This illustration captures the essence of the newly developed electronic microsystem. Credit: UMass Amherst
by Mary Dettloff , University of Massachusetts Amherst
A research team from the University of Massachusetts Amherst has created an electronic microsystem that can intelligently respond to information inputs without any external energy input, much like a self-autonomous living organism. The microsystem is constructed from a novel type of electronics that can process ultralow electronic signals and incorporates a device that can generate electricity “out of thin air” from the ambient environment.
The groundbreaking research was published June 7 in the journal Nature Communications.

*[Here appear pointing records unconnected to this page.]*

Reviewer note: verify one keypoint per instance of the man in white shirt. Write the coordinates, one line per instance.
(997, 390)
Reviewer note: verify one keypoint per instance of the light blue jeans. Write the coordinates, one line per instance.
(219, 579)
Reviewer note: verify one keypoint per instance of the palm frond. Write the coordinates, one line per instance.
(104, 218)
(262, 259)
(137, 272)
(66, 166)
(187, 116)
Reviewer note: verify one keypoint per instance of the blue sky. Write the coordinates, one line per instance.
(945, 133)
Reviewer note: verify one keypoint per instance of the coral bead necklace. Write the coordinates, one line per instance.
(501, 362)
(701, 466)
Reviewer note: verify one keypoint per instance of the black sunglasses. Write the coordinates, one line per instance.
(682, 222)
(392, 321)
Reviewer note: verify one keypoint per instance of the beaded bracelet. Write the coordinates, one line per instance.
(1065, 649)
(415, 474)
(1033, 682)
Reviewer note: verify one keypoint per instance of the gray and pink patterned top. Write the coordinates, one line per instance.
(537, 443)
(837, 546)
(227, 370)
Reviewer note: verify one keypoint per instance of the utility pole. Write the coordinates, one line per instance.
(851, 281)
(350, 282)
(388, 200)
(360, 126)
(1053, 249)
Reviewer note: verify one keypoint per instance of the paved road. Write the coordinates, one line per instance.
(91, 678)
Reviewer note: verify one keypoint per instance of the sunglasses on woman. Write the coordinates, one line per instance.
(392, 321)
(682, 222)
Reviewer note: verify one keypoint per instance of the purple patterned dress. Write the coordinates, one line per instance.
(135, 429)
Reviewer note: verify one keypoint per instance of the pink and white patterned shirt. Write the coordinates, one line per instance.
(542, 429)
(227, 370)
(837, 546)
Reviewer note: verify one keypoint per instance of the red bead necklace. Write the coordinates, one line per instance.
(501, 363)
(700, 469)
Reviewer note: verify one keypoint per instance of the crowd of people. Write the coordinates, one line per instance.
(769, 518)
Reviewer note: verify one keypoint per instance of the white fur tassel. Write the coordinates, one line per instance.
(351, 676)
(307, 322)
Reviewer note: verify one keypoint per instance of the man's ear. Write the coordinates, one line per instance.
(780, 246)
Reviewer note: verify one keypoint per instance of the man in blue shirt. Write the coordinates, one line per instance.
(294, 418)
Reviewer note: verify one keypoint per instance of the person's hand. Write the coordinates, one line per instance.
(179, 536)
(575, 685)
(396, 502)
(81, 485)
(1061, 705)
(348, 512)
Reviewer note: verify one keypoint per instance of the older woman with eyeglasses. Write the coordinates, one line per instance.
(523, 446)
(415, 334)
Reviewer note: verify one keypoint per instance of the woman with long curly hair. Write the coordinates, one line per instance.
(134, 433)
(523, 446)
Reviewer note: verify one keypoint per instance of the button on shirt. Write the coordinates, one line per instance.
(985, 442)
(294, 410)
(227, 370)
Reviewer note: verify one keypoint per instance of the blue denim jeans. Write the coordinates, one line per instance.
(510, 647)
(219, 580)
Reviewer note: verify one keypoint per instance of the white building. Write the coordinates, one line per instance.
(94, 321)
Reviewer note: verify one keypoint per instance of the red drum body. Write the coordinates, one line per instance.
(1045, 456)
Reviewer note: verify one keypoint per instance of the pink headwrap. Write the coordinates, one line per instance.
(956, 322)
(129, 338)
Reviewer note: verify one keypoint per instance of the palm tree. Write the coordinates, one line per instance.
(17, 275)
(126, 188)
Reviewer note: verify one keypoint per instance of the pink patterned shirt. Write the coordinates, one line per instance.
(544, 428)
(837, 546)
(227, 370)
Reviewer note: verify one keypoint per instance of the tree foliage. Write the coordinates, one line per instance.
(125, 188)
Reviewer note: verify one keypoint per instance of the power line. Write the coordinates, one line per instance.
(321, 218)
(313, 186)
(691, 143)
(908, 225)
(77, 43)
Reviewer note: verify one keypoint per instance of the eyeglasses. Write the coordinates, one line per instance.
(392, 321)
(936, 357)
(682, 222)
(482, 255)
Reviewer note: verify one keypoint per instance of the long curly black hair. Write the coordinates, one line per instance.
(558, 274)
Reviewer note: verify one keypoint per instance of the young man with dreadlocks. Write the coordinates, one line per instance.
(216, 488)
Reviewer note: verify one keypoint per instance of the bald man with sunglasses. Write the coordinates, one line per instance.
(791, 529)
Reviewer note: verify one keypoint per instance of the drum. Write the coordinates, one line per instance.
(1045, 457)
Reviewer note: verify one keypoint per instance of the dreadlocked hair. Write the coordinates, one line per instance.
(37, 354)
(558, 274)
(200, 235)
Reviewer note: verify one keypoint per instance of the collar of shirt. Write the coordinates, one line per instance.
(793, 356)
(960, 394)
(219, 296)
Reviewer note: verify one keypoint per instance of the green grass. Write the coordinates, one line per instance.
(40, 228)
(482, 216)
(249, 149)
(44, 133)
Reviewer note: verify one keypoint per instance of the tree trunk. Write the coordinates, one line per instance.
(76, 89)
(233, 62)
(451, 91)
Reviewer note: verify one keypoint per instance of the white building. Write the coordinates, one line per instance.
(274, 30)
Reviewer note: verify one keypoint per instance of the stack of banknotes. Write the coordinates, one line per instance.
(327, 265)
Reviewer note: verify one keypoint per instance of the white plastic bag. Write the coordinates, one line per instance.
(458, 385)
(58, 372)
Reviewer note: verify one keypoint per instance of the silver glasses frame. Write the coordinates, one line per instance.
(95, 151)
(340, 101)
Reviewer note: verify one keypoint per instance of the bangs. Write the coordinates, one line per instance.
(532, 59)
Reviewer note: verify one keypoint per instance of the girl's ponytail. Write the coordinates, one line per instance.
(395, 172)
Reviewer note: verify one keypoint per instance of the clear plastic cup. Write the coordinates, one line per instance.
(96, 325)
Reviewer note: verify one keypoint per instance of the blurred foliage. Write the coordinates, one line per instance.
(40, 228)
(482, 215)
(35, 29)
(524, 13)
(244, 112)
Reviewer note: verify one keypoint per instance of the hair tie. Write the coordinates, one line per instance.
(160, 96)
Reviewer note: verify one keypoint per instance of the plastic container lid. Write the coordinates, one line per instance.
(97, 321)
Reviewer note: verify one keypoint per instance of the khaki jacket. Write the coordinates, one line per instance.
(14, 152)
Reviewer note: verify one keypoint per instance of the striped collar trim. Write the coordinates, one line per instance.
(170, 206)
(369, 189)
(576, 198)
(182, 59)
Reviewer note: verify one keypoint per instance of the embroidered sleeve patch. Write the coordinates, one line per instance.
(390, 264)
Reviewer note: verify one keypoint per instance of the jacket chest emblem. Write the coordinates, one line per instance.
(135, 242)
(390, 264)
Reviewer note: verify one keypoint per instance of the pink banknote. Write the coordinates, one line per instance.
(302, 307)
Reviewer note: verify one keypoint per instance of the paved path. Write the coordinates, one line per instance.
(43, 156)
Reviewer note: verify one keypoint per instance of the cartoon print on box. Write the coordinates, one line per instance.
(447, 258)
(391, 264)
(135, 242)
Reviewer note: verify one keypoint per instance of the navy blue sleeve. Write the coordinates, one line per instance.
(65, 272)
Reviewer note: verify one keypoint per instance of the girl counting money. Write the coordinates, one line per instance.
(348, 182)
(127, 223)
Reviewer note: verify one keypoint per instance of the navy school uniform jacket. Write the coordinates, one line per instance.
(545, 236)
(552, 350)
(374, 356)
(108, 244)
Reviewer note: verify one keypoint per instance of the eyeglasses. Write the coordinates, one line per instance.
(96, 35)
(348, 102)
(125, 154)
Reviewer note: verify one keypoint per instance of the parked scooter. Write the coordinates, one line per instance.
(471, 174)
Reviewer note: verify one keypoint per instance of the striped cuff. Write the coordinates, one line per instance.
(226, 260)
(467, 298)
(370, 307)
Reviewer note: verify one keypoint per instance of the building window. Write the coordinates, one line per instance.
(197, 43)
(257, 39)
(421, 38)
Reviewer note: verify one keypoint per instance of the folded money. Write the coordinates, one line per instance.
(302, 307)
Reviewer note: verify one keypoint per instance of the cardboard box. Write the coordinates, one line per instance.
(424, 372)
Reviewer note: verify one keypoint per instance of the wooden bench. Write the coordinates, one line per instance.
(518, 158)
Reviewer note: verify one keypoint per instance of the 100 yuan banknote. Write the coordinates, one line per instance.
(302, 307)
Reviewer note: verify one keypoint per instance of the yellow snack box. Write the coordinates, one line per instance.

Jun Yao, an assistant professor in the electrical and computer engineering (ECE) and an adjunct professor in biomedical engineering, led the research with his longtime collaborator, Derek R. Lovley, a Distinguished Professor in microbiology.
Both of the key components of the microsystem are made from protein nanowires, a “green” electronic material that is renewably produced from microbes without producing “e-waste.” The research heralds the potential of future green electronics made from sustainable biomaterials that are more amenable to interacting with the human body and diverse environments.
This breakthrough project is producing a “self-sustained intelligent microsystem,” according to the U.S. Army Combat Capabilities Development Command Army Research Laboratory, which is funding the research.
Tianda Fu, a graduate student in Yao’s group, is the lead author. “It’s an exciting start to explore the feasibility of incorporating ‘living’ features in electronics. I’m looking forward to further evolved versions,” Fu said.
The project represents a continuing evolution of recent research by the team. Previously, the research team discovered that electricity can be generated from the ambient environment/humidity with a protein-nanowire-based Air Generator (or ‘Air-Gen’), a device which continuously produces electricity in almost all environments found on Earth. The Air-Gen invention was reported in Nature in 2020.
Also in 2020, Yao’s lab reported in Nature Communications that the protein nanowires can be used to construct electronic devices called memristors that can mimic brain computation and work with ultralow electrical signals that match the biological signal amplitudes.
“Now we piece the two together,” Yao said of the creation. “We make microsystems in which the electricity from Air-Gen is used to drive sensors and circuits constructed from protein-nanowire memristors. Now the electronic microsystem can get energy from the environment to support sensing and computation without the need of an external energy source (e.g. battery). It has full energy self-sustainability and intelligence, just like the self-autonomy in a living organism.”
The system is also made from environmentally friendly biomaterial—protein nanowires harvested from bacteria. Yao and Lovley developed the Air-Gen from the microbe Geobacter, discovered by Lovley many years ago, which was then utilized to create electricity from humidity in the air and later to build memristors capable of mimicking human intelligence.
“So, from both function and material,” says Yao, “we are making an electronic system more bio-alike or living-alike.”
“The work demonstrates that one can fabricate a self-sustained intelligent microsystem,” said Albena Ivanisevic, the biotronics program manager at the U.S. Army Combat Capabilities Development Command Army Research Laboratory. “The team from UMass has demonstrated the use of artificial neurons in computation. It is particularly exciting that the protein nanowire memristors show stability in aqueous environment and are amenable to further functionalization. Additional functionalization not only promises to increase their stability but also expand their utility for sensor and novel communication modalities of importance to the Army.”